Thursday, February 21, 2008

Stolen

I got this idea from on 205th, actually I'm just stealing the videos the guy (I assume only a male would take the time to do this) posted and adding my own brief annotations for your enjoyment.

First, the "professionals":

Everyone, and by everyone I mean all members of the Portland Trailblazers organization, loves to rattle on and on about Travis Outlaw's "upside." Perhaps someday this dunk will be completed with the desired effect.



I'll admit it, I'm biased here: I hate Tony Parker. But c'mon, a breakaway and this is all you can muster? You're 25, dude, no excuse for a "power outage." Watch near the end as Tony P poorly feigns injury to save face.
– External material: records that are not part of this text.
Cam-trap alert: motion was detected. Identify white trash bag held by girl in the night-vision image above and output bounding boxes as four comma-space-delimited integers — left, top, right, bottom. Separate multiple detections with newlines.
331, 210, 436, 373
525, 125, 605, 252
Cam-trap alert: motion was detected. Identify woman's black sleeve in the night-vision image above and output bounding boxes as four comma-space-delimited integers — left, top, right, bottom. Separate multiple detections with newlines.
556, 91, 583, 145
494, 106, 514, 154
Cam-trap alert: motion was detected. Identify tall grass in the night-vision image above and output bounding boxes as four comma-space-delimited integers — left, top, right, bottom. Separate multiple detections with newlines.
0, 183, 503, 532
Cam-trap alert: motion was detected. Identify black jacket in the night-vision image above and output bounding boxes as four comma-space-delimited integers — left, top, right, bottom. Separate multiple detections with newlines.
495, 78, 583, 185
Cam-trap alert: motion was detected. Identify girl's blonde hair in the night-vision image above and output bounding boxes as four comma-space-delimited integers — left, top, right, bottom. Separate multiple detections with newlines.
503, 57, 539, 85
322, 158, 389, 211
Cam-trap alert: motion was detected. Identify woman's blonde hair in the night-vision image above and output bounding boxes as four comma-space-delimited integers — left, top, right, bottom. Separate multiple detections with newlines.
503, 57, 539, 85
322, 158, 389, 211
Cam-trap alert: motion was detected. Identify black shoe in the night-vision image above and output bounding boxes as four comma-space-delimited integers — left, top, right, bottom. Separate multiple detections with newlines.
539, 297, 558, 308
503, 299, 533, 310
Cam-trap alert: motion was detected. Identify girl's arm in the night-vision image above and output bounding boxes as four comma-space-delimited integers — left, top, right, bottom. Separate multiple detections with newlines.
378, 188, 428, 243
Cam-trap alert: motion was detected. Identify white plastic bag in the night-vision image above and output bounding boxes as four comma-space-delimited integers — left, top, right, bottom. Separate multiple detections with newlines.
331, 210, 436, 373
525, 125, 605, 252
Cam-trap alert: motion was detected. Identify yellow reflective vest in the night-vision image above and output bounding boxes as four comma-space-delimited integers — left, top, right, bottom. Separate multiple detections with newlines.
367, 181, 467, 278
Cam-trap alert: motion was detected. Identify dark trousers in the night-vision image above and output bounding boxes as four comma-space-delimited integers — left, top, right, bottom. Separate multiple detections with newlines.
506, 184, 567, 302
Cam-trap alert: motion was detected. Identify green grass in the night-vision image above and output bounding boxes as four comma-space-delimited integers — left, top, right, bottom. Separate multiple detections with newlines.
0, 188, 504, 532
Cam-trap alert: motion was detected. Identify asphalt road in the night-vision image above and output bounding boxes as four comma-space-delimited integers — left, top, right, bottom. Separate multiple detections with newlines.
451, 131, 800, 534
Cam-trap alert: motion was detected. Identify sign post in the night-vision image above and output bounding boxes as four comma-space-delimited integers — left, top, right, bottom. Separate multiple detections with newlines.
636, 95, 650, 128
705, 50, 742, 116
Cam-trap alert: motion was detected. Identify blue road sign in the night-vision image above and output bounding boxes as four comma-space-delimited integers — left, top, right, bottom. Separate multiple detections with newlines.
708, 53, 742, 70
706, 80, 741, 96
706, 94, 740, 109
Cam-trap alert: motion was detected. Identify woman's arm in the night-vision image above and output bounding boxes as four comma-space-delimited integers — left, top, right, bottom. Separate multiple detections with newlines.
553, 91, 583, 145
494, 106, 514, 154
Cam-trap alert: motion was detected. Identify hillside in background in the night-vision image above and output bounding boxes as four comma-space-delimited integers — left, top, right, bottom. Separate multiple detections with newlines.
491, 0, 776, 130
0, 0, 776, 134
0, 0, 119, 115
HELLA-COPTAH!!! Who would have thought that Madison Square Garden security would allow anti-aircraft firearms into the building. Poor Qyntel.



Foreigners!

Sorry, dude. You're not Dwight Howard, you're not even on par with Nate Robinson. I've made a concerted effort to be nicer but I don't think this guy could dunk over an ottoman, let alone a human.



Rising Stars:

I really have little snarky to say here other than, shitty luck, dude.



Transition D doesn't kill the fast break, it just paralyzes it. Respect to the old man for screaming for an ejection. Comedy for some reason.



If Harmony Korine is looking to film Gummo II, he should look these dudes up.



Nothing better than a couple of your buds watch you approach death.



Box to kid: Later, Dude!



The best part of this video is not only tht an occurrence like this could take place, but the dark, malevolent laughter of the filmer. It HAD to belong to the older brother. Judging by the kid's anguished, girlish screams and his friends' ambivalence, I assume the dunker (dunkee?) frequently finds himself in similar situations.



This is how a video for a painfully executed mis-dunk should be carried out. Great editing, various speeds, development of suspense. Nice work, Chit86! And to the dunker, aim low



That Gino the Ginny kid should have a talk with this fat dude about the perils of dunking in sweaters. On second thought, the fat man may not be Italian. Regardless, sweater dunks?



The crowd goes wild as one man remains somber. Can you guess who? Sidenote: kinda sad that a group this size would congregate for something as banal as a dunk; then again it's Montana.